Vox Clara urges rapid completion of that translation.

The Congregation for Divine Worship and the Sacraments and a committee of congregation advisers have urged the quick completion of the new English translation of the Mass.

The Vox Clara Committee, a group of English-speaking bishops who advise the Vatican on English translations, met March 12-15 at the Vatican.

A press release about the meeting repeatedly referred to hopes that the translation of the Roman Missal, promulgated by Pope John Paul II in 2002, would be completed quickly.

The International Commission on English in the Liturgy, or ICEL, is preparing the translation in several sections. When individual bishops’ conferences approve the texts translated into English from Latin, they request Vatican permission to use them.

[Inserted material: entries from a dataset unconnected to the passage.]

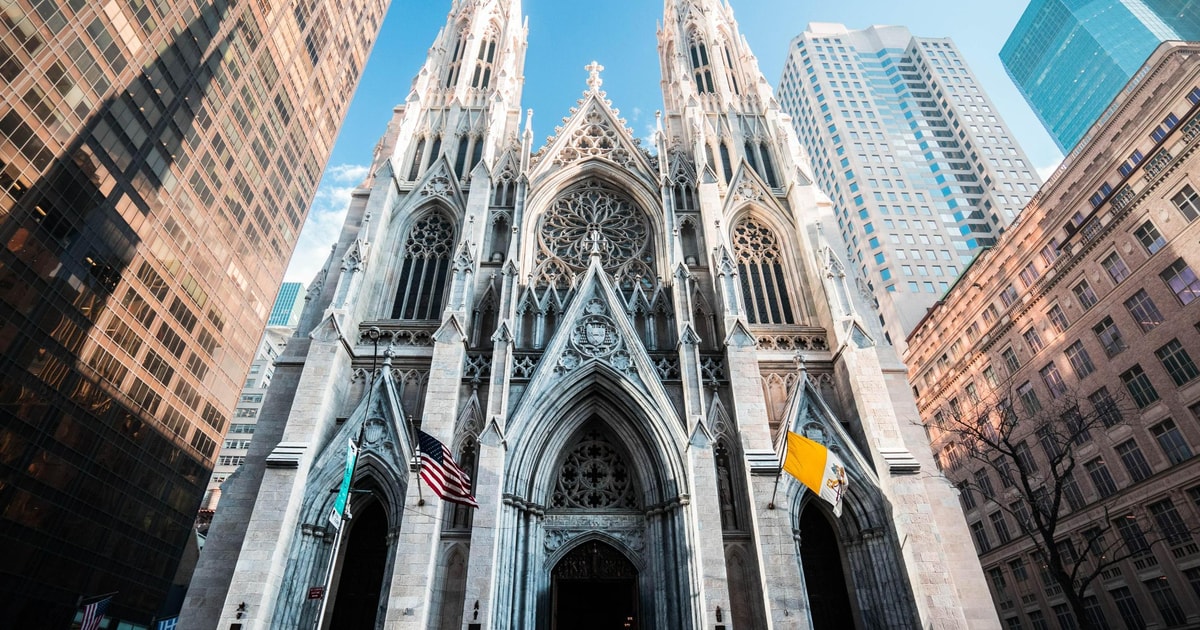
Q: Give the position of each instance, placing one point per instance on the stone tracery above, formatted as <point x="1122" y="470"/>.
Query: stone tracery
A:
<point x="594" y="475"/>
<point x="588" y="217"/>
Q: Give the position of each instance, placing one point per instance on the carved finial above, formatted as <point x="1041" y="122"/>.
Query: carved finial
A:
<point x="595" y="239"/>
<point x="594" y="79"/>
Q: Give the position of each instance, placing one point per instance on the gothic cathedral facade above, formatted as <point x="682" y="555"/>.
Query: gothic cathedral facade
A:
<point x="612" y="341"/>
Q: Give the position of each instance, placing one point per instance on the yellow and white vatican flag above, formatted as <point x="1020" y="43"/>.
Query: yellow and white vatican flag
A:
<point x="816" y="467"/>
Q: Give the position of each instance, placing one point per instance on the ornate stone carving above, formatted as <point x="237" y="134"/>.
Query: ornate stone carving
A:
<point x="597" y="137"/>
<point x="594" y="217"/>
<point x="438" y="186"/>
<point x="594" y="477"/>
<point x="594" y="561"/>
<point x="595" y="336"/>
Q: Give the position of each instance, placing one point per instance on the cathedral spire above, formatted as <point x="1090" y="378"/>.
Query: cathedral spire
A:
<point x="465" y="103"/>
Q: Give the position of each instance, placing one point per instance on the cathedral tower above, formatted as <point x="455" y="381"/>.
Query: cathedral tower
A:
<point x="612" y="342"/>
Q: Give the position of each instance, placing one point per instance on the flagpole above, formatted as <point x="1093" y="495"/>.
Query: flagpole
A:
<point x="779" y="474"/>
<point x="417" y="453"/>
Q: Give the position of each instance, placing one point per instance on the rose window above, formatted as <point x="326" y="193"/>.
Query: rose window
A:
<point x="588" y="219"/>
<point x="594" y="475"/>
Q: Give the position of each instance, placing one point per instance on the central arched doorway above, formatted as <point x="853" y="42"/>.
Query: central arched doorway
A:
<point x="594" y="587"/>
<point x="821" y="558"/>
<point x="360" y="585"/>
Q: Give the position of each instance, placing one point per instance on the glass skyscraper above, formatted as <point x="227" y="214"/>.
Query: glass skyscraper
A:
<point x="1071" y="58"/>
<point x="922" y="171"/>
<point x="156" y="162"/>
<point x="288" y="305"/>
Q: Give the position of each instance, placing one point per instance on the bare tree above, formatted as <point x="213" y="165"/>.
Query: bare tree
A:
<point x="1041" y="491"/>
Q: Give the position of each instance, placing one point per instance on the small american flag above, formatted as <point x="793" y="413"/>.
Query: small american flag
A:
<point x="441" y="472"/>
<point x="94" y="613"/>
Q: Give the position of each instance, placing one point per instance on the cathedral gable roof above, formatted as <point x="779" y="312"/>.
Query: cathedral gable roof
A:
<point x="595" y="333"/>
<point x="594" y="131"/>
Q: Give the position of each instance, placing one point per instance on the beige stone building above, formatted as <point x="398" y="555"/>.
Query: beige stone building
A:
<point x="1092" y="293"/>
<point x="611" y="341"/>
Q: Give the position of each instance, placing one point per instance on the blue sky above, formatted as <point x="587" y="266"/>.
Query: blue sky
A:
<point x="621" y="34"/>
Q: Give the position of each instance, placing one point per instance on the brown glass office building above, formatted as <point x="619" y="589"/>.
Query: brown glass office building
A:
<point x="157" y="159"/>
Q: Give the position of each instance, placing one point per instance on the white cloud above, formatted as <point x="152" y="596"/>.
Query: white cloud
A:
<point x="347" y="173"/>
<point x="1047" y="171"/>
<point x="325" y="219"/>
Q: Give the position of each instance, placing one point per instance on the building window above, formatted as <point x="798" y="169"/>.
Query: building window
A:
<point x="983" y="481"/>
<point x="1133" y="460"/>
<point x="989" y="375"/>
<point x="1085" y="294"/>
<point x="483" y="77"/>
<point x="1177" y="363"/>
<point x="1139" y="387"/>
<point x="1020" y="573"/>
<point x="426" y="269"/>
<point x="702" y="71"/>
<point x="997" y="579"/>
<point x="1170" y="523"/>
<point x="1187" y="202"/>
<point x="1093" y="611"/>
<point x="1144" y="311"/>
<point x="1053" y="381"/>
<point x="1008" y="295"/>
<point x="1029" y="397"/>
<point x="1024" y="456"/>
<point x="1171" y="442"/>
<point x="1079" y="359"/>
<point x="981" y="537"/>
<point x="967" y="497"/>
<point x="1011" y="360"/>
<point x="1128" y="607"/>
<point x="1001" y="526"/>
<point x="1066" y="619"/>
<point x="1116" y="268"/>
<point x="1105" y="407"/>
<point x="1029" y="275"/>
<point x="1165" y="601"/>
<point x="1109" y="336"/>
<point x="1150" y="238"/>
<point x="1101" y="478"/>
<point x="761" y="271"/>
<point x="1057" y="318"/>
<point x="1033" y="340"/>
<point x="1180" y="277"/>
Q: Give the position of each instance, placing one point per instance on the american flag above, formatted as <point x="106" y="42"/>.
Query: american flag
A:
<point x="94" y="613"/>
<point x="441" y="472"/>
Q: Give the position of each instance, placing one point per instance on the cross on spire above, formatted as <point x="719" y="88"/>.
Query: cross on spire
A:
<point x="594" y="79"/>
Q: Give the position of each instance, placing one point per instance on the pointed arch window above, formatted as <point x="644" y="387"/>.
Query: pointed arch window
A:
<point x="415" y="169"/>
<point x="435" y="151"/>
<point x="726" y="492"/>
<point x="733" y="71"/>
<point x="685" y="197"/>
<point x="759" y="155"/>
<point x="461" y="515"/>
<point x="726" y="162"/>
<point x="701" y="67"/>
<point x="456" y="57"/>
<point x="486" y="63"/>
<point x="761" y="271"/>
<point x="425" y="269"/>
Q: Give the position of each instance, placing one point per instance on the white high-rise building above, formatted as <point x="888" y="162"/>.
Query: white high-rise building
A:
<point x="612" y="343"/>
<point x="922" y="169"/>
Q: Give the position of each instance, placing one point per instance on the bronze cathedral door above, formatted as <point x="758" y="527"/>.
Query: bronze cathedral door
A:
<point x="594" y="587"/>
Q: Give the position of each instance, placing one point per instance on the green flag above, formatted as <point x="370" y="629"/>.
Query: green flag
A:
<point x="352" y="454"/>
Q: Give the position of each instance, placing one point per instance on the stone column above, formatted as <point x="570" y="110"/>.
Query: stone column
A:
<point x="419" y="541"/>
<point x="263" y="559"/>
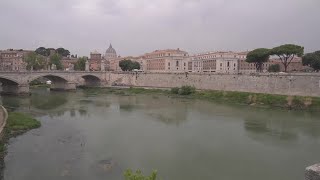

The new translation of the Order of the Mass, which contains the main prayers used at every Mass, has been approved by all the English-speaking bishops’ conferences.

The Vox Clara press release said Vatican permission to use the text is expected "in the near future," although most bishops’ conferences have said they would wait until the entire Missal has been approved to begin using the new translation.

Vox Clara members also said they discussed a report on "musical considerations" involving the translation of the Order of the Mass and proposed "appropriate revisions" to the texts.

The Vatican had asked musicologists to evaluate how easily and smoothly the translation of the people’s parts of the Mass — for instance the Gloria and the Sanctus — could be set to music.

Kevin Miller has a solution to that last "problem."

And as for me…well, it’s really hard for me to take the whining – oh, oh, don’t render the texts unwieldy, please – of the liturgical music establishment seriously.

Why?

Because, well, in our parish, during Lent, we sing the Coony/Daigle Penitential Rite "Hold Us in Your Mercy", which, in the form we sing it, does not have a Kyrie. (I’ve heard it done with one). So – no Confiteor, no Kyrie (and it is not prayed after the musical setting, either), just…Hold us in Your Mercy…

Also during Lent, we do the dreadful Bernadette Farrell business for the Agnus Dei, the salient portion of which goes,

Jesus, Lamb of God, bearer of our sins, Jesus, Savior: Hear our prayer, hear our prayer, through this Bread and Wine we share, may we be your sign of peace everywhere.

So, the lesson is…they’re going to do what they want anyway. I say let the translators produce produce their fruit, which should be that delicate mix of accurate/poetic/elevated without being fussy or archaic and let the composers cope. It’s not as if they care anyway.

Because, you know, the General Instruction for the Roman Missal, #366, says outright of the Agnus Dei,

It is not permitted to substitute for the chants found in the Order of Mass, e.g., at the Agnus Dei.

…through this Bread and Wine we share….

To see how, in this particular case, the Liturgical Whatever has been wielded, read this eye-opener from Adoremus. It won’t answer the question, "How is this permitted?" but it will clarify the dynamic, which seems to involve the liturgical establishment writing reams of stuff and running workshops while bishops are apparently off somewhere doing other things – meeting with lawyers, I suppose.

Update and Clarification:

God bless composers and musicians! I have read what seem to me to be legitimate concerns about the new translation, and chunks of it do seem to be less poetic than they could be, as oft discussed here. The translators should be working with musicologists, I believe. View the above as a rant prompted by an intense week of reflecting on the disjunction between what I read and what I – and most of you – experience.